Age of misinformation: How do we get down to the truth?
Having stepped back from society for several years, Duke is startled by its evolution. He sees a drastic, but not sudden change and likens it to the slow, gradual tightening of a boa constrictor. He illustrates his point darkly by referencing the world ending with a whimper not a bang; lines from T.S. Eliot’s poem, “The Hollow Men”. In this age of constant information, Duke believes that we are bombarded with so much, most of it fluff, that we forget what’s important. The question has become how do we get down to the truth?
Duke admits that he doesn’t live like other people. He doesn’t watch the news daily or follow popular culture. He worries about the corporations behind the news and fears that we are all being manipulated. “When I watched it [years ago], it was just Dan Rather, telling you about whatever. You might see some onsite footage.

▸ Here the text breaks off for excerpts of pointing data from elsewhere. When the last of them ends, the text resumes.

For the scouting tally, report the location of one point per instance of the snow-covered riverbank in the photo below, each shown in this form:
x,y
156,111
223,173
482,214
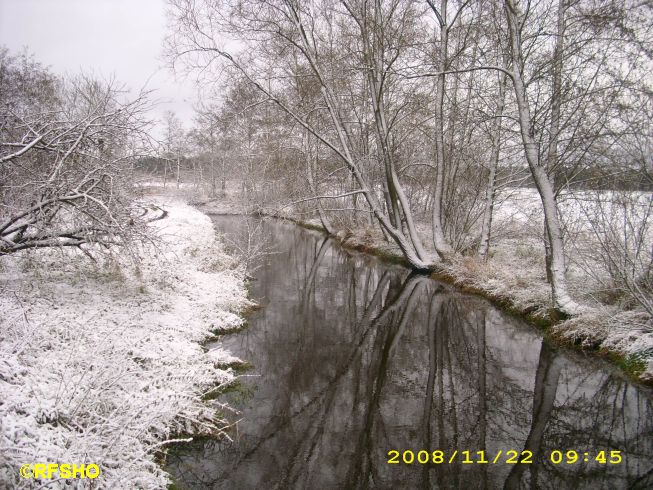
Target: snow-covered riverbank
x,y
103,363
514,275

Now they’re putting background scores, like that very subtle, almost subconscious tone in the background of a story that triggers an emotion. It’s just like psychological 101 to enhance mood, enhance feeling; none of it was a happy tune.” Instead Duke keeps it simple, watches his cartoons, listens to his music, and doesn’t “allow that kind of flood to come in.”
Despite the fake news and corporate manipulation, Duke Diamond is optimistic. He believes in the cannabis community, the goodness of people, the promise of the plant. He admits it is a discouraging time, but Duke simply is not ready to concede to the world ending in a whimper when we all are just getting started.